Although the legacy sequel wasn’t strictly born within the horror genre (franchise revivals like The Force Awakens and Jurassic World arguably created the fad first), it’s quickly growing synonymous with the genre thanks to our unrelenting enthusiasm to bring back beloved franchises and characters to cash in on the nostalgia and sentimentality of their cult-classic status. And sadly, Netflix’s Texas Chainsaw Massacre is just the next in a long, long line of carelessly constructed and thoughtlessly executed attempts to recapture the magic of their predecessor. The film rejects everything that made Tobe Hooper’s original so great, instead opting to sideline its underdeveloped and unreliable characters in order to highlight the film’s excessive brutality and meaningless kills. It completely misunderstands what audiences want from a horror film - watching characters run for their lives from a chainsaw-wielding maniac is only fun when we’re actually given a reason to care about these people, which this film completely neglects to do.

This direct sequel to the original 1974 slasher follows a group of idealistic young friends who accidentally cause the death of an elderly woman when they move into a remote Texan town. But in typical Texas Chainsaw fashion, nothing is quite as it seems as their arrival in the town draws the attention of Leatherface, who comes out of hiding for the first time in fifty years to ruin their visit. The film makes a couple of attempts to elevate its fairly basic and simplistic premise to something more meaningful, with a few scatterings of social commentary and satire that ultimately aren’t given enough support to have any sort of lasting impact. There’s a message in there somewhere about social media culture, about the many lives that are damaged as a result of careless gentrification, but the film’s unwillingness to develop these ideas leaves it feeling extremely hollow and purposeless overall.

At just over 70 minutes in length, the film is immediately making the situation difficult for itself. Whilst a short runtime can sometimes work wonders for a horror like this, that’s only ever the case when sufficient time is given to setting up the scene and offering a little exposition to get the audience engaged. Instead, Texas Chainsaw Massacre spends almost its entire runtime running through the story at a breakneck pace, making it extremely difficult to know what’s happening beyond the individual scene you’re watching at that very moment. There are several different subplots running parallel to each other, which serve no purpose other than distracting from the story that we’re all actually here to see. Maybe these side stories would have been interesting if they’d been given time to be developed and explored, but instead they ruin the tone of the movie by constantly switching from scene to scene. It’s impossible for the film to ever gather any real momentum when there are so many separate threads that need tending to every five minutes.

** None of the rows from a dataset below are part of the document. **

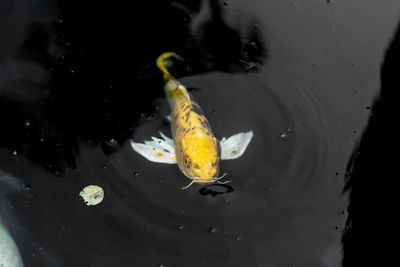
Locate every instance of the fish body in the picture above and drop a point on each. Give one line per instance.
(194, 148)
(197, 151)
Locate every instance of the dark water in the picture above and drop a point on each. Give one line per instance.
(315, 80)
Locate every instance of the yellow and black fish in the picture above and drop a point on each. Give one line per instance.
(193, 147)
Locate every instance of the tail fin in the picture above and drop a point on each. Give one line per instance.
(161, 66)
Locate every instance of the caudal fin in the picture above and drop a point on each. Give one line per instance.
(160, 64)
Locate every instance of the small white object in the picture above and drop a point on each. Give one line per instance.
(92, 194)
(234, 146)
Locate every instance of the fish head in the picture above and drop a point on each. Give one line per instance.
(198, 158)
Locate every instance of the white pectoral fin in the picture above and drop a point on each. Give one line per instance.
(234, 146)
(158, 150)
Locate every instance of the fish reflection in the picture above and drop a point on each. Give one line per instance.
(9, 253)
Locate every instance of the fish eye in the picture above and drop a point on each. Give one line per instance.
(188, 161)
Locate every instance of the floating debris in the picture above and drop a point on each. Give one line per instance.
(92, 194)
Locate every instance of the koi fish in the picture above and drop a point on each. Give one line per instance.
(193, 146)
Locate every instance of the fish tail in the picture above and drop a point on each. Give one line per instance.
(160, 64)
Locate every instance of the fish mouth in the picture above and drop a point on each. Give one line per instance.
(206, 181)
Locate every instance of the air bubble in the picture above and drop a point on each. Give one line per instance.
(112, 142)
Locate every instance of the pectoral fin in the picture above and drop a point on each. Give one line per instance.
(158, 150)
(234, 146)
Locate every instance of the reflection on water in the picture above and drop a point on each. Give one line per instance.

The only part of the film that isn’t completely mediocre is the screenplay - and that’s because it’s outright insulting. Nothing that happens in the film feels even remotely real, with characters that feel like complete caricatures of themselves and situations that feel completely manufactured solely to pay off with the inevitable kills. It walks the audience through every single step of the film with frustrating unclarity, cheesy dialogue and character decisions that make absolutely no sense at all. It takes the ‘don’t go in the dark room alone’ trope to a whole new level, making its characters practically cause their own deaths with their completely inexplicable decisions. Shouting ‘no, don’t go in there!’ at your screen is one thing, but watching characters stand completely still whilst being chased by a chainsaw-wielding, blood-stained figure wearing the face of one of his victims… that’s hard to forgive.

Overall, Texas Chainsaw Massacre is a pretty colossal disappointment. It completely dismisses everything that the franchise has done successfully up to this point, crafting a pointless and underdeveloped narrative that acts purely as a backdrop for brutal violence and shoehorned inclusion of basic, nostalgia-driven character work. With a predictable storyline and underwhelming conclusion, David Blue Garcia’s new installment adds nothing new to the franchise and is, unfortunately, one of the least interesting horror pieces we’ve seen for a long time.